METHODS: In a prospective observational study, fecal samples from 74 children were collected prior to conditioning and at the time of neutrophil recovery and profiled by means of 16S ribosomal rRNA sequencing. The associations between microbiome signatures and infections or acute graft-versus-host disease (aGVHD) were examined using Cox proportional-hazards analysis.

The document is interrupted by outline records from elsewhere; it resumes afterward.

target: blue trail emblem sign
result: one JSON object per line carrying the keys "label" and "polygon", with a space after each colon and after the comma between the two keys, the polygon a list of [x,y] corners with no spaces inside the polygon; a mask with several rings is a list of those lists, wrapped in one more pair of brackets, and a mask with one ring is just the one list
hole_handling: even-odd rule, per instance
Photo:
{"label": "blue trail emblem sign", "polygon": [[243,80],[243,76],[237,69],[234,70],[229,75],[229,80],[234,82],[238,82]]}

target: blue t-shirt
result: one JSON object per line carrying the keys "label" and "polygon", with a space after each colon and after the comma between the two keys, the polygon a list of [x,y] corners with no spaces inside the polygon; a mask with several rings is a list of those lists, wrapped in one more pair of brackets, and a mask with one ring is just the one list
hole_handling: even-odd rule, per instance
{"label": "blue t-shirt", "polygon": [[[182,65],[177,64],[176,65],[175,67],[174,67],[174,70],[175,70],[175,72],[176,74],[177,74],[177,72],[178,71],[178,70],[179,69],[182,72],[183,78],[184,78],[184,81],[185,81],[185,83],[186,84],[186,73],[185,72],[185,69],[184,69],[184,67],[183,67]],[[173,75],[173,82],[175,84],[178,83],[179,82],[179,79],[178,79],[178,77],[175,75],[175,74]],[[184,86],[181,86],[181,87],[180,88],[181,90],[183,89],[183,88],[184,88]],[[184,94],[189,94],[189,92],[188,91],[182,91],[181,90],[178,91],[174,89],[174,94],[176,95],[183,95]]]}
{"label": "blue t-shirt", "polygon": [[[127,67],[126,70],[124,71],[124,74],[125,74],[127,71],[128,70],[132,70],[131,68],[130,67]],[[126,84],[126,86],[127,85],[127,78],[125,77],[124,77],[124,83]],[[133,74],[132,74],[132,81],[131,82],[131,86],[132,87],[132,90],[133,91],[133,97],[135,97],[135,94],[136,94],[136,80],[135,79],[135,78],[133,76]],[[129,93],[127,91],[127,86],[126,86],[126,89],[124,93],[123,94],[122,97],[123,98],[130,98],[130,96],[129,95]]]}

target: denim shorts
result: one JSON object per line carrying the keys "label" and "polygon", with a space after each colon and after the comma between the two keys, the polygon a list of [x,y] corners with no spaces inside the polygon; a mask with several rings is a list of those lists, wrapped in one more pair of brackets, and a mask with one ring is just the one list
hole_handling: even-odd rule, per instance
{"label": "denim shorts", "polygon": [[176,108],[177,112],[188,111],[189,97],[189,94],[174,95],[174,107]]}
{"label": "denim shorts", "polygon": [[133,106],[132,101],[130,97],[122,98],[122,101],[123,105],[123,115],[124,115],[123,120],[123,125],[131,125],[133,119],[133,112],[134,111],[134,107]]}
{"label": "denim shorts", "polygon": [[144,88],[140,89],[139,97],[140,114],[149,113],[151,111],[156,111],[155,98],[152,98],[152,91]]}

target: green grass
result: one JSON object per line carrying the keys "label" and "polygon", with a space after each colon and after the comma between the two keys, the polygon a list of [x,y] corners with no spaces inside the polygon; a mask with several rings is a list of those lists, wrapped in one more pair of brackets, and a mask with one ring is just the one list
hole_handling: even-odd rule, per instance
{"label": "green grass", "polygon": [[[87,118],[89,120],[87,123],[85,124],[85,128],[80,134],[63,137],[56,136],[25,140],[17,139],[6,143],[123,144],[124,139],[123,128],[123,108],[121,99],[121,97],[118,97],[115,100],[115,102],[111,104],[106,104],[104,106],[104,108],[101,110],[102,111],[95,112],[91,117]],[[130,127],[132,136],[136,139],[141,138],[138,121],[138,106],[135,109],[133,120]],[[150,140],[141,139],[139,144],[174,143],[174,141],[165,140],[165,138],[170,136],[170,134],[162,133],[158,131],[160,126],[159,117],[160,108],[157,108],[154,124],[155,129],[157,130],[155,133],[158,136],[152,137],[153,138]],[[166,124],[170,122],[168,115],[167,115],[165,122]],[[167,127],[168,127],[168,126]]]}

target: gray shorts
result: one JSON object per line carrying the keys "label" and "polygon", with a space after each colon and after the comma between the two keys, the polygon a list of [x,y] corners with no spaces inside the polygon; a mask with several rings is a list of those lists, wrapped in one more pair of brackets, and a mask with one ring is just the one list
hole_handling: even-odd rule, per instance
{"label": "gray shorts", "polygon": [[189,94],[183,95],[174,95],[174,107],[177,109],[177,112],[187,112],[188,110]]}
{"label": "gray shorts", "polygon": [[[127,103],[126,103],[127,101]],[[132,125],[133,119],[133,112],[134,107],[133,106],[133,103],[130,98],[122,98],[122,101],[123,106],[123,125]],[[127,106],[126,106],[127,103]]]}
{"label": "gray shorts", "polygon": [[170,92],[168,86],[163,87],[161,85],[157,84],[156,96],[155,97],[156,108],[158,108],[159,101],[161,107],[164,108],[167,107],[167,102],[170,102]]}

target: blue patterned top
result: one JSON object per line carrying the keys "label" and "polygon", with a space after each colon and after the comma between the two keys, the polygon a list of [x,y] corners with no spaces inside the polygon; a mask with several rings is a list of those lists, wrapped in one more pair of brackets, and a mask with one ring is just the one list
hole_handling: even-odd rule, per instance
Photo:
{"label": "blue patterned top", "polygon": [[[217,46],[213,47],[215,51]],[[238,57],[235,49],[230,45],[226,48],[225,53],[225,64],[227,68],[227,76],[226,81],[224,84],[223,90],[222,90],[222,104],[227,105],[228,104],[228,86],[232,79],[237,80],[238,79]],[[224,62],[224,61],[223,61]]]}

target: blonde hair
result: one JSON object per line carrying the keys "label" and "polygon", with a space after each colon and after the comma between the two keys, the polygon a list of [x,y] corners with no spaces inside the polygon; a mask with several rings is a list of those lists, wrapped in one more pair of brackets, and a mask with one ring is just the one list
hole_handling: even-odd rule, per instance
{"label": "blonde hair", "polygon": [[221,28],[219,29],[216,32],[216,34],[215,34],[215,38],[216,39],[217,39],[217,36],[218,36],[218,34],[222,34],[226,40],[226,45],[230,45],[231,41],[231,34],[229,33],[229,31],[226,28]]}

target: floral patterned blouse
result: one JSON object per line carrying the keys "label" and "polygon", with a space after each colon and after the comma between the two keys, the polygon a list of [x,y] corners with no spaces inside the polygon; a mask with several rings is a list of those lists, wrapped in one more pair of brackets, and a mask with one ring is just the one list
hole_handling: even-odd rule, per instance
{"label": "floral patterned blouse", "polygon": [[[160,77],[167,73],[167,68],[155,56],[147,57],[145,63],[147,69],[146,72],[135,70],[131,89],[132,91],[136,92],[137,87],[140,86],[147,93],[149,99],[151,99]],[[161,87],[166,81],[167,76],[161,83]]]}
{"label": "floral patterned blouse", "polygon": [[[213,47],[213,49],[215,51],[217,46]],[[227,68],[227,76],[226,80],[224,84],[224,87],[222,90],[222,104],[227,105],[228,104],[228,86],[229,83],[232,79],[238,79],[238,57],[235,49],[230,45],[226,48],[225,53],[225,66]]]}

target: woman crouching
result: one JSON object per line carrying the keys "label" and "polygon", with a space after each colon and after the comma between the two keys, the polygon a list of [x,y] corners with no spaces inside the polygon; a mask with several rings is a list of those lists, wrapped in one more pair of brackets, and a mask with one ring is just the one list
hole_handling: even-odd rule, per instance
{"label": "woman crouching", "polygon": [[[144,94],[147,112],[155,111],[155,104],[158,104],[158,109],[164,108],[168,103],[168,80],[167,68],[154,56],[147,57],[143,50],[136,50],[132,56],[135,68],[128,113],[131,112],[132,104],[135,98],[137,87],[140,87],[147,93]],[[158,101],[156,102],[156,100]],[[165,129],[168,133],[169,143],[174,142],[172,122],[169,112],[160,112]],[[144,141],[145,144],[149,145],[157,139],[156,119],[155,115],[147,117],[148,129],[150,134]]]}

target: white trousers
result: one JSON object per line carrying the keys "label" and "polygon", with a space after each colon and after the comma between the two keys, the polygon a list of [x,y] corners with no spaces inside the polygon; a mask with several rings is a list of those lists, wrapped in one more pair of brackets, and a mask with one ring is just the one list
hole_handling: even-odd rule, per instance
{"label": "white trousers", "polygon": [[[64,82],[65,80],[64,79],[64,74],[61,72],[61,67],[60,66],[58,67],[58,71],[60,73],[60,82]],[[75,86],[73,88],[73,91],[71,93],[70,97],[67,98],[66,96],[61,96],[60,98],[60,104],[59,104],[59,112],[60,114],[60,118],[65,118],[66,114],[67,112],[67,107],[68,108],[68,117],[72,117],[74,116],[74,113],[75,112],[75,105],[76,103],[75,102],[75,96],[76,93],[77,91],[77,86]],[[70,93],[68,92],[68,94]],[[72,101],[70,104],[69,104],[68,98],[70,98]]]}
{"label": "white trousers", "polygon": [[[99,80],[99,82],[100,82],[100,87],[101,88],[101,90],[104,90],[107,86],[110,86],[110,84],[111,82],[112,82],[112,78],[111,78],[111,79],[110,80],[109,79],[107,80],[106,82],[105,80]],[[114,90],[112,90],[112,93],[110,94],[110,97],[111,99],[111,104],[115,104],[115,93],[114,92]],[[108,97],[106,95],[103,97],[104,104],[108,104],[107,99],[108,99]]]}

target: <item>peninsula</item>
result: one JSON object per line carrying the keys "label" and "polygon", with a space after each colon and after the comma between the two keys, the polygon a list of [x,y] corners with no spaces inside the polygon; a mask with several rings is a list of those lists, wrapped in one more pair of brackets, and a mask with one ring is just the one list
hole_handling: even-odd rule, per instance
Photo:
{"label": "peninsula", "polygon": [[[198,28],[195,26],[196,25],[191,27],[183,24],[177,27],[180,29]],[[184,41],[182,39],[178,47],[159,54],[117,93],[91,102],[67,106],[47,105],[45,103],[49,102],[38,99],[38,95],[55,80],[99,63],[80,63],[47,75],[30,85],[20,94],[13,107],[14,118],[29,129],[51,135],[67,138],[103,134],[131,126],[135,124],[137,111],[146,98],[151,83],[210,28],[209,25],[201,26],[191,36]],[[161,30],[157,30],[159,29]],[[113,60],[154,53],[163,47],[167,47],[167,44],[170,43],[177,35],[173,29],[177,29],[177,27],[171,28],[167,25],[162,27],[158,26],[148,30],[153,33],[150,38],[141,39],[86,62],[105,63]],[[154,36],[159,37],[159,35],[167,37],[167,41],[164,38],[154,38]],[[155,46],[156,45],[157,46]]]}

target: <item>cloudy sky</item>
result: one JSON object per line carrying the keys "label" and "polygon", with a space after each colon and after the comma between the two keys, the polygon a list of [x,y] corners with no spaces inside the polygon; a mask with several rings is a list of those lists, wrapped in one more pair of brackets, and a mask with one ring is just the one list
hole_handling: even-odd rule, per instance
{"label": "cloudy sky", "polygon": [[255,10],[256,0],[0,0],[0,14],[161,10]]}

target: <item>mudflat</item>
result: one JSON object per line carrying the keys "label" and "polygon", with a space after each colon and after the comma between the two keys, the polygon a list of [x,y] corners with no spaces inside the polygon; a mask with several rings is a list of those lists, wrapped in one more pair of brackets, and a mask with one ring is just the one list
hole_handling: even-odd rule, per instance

RESULTS: Previously associated indices of microbiome disruption in adults, including diversity and butyrate producer frequency, did not predict infection risk in pediatric allo-HCT. Unique microbiota signatures were associated with different infections or aGVHD. A ratio of strict and facultative anaerobes (e.g. Lachnoclostridium, Parabacteroides, Clostridium spp.) prior to conditioning predicted likelihood of bacteremia (cox hazards ratio 3.89) in first year post HCT. A distinct ratio of oral (e.g. Rothia, Veillonella spp.) to colonic anaerobes (e.g. Anaerobutyricum, Dorea, Romboutsia spp.) at neutrophil recovery predicted likelihood of bacterial infections (cox hazards ratio 1.81) and viral enterocolitis (cox hazards ratio 1.96) through first year post transplant.

CONCLUSIONS: Interactions between medical interventions, pediatric hosts and microbial communities may be responsible for these consistent microbiota signatures that predict infections. A future multi-center investigation will be needed to demonstrate whether these ratios can be generalized to other pediatric cohorts.